Tavčar Petra, Potokar Maja, Kolenc Marko, Korva Miša, Avšič-Županc Tatjana, Zorec Robert, Jorgačevski Jernej
Laboratory of Neuroendocrinology-Molecular Cell Physiology, Institute of Pathophysiology, Faculty of Medicine, University of Ljubljana, Ljubljana, Slovenia.
Celica Biomedical, Ljubljana, Slovenia.
Front Cell Neurosci. 2021 Apr 9;15:662578. doi: 10.3389/fncel.2021.662578. eCollection 2021.

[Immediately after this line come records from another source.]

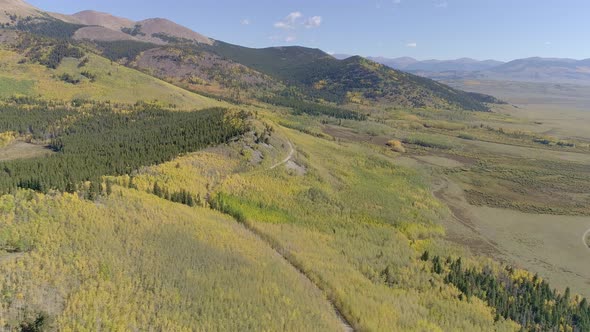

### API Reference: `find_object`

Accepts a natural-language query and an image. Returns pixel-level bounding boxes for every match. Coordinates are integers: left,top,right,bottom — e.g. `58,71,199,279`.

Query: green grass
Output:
404,134,453,150
0,73,35,98
0,50,225,109
0,187,340,331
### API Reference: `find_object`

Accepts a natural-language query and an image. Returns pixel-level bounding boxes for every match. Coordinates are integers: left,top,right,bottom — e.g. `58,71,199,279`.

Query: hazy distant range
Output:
334,54,590,85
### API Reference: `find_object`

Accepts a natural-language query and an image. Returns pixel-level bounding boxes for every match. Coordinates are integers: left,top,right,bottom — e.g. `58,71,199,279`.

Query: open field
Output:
435,178,590,297
325,82,590,296
0,141,52,161
447,81,590,140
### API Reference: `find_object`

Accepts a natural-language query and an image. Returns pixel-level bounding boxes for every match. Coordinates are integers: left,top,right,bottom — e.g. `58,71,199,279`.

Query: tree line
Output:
422,252,590,332
0,105,248,193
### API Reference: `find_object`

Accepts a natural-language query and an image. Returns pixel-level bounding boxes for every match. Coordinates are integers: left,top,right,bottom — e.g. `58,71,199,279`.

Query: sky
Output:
28,0,590,61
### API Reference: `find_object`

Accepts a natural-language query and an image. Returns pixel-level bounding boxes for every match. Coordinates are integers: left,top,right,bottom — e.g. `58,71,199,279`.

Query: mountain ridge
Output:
0,0,489,111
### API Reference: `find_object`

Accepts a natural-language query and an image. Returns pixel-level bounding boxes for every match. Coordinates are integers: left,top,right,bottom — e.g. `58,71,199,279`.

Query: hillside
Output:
0,0,488,111
72,10,212,44
205,42,487,111
0,0,44,24
0,31,224,108
72,10,135,31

At the end of 2019, the severe acute respiratory syndrome coronavirus 2 (SARS-CoV-2) was discovered in China, causing a new coronavirus disease, termed COVID-19 by the WHO on February 11, 2020. At the time of this paper (January 31, 2021), more than 100 million cases have been recorded, which have claimed over 2 million lives worldwide. The most important clinical presentation of COVID-19 is severe pneumonia; however, many patients present various neurological symptoms, ranging from loss of olfaction, nausea, dizziness, and headache to encephalopathy and stroke, with a high prevalence of inflammatory central nervous system (CNS) syndromes. SARS-CoV-2 may also target the respiratory center in the brainstem and cause silent hypoxemia. However, the neurotropic mechanism(s) by which SARS-CoV-2 affects the CNS remain(s) unclear. In this paper, we first address the involvement of astrocytes in COVID-19 and then elucidate the present knowledge on SARS-CoV-2 as a neurotropic virus as well as several other neurotropic flaviviruses (with a particular emphasis on the West Nile virus, tick-borne encephalitis virus, and Zika virus) to highlight the neurotropic mechanisms that target astroglial cells in the CNS. These key homeostasis-providing cells in the CNS exhibit many functions that act as a favorable milieu for virus replication and possibly a favorable environment for SARS-CoV-2 as well. The role of astrocytes in COVID-19 pathology, related to aging and neurodegenerative disorders, and environmental factors, is discussed. Understanding these mechanisms is key to better understanding the pathophysiology of COVID-19 and for developing new strategies to mitigate the neurotropic manifestations of COVID-19.
2019年底,在中国发现了严重急性呼吸综合征冠状病毒2(SARS-CoV-2),引发了一种新型冠状病毒疾病,世界卫生组织于2020年2月11日将其命名为COVID-19。在撰写本文时(2021年1月31日),全球已记录了超过1亿例病例,死亡人数超过200万。COVID-19最重要的临床表现是重症肺炎;然而,许多患者出现各种神经症状,从嗅觉丧失、恶心、头晕、头痛到脑病和中风,炎症性中枢神经系统(CNS)综合征的患病率很高。SARS-CoV-2也可能靶向脑干中的呼吸中枢并导致无症状性低氧血症。然而,SARS-CoV-2影响中枢神经系统的嗜神经机制仍不清楚。在本文中,我们首先探讨星形胶质细胞在COVID-19中的作用,然后阐明目前关于SARS-CoV-2作为嗜神经病毒以及其他几种嗜神经黄病毒(特别强调西尼罗河病毒、蜱传脑炎病毒和寨卡病毒)的知识,以突出靶向中枢神经系统星形胶质细胞的嗜神经机制。中枢神经系统中这些提供关键内环境稳定的细胞具有许多功能,这些功能为病毒复制提供了有利环境,对SARS-CoV-2来说可能也是如此。本文还讨论了星形胶质细胞在与衰老、神经退行性疾病和环境因素相关的COVID-19病理学中的作用。了解这些机制是更好地理解COVID-19病理生理学以及制定减轻COVID-19嗜神经表现的新策略的关键。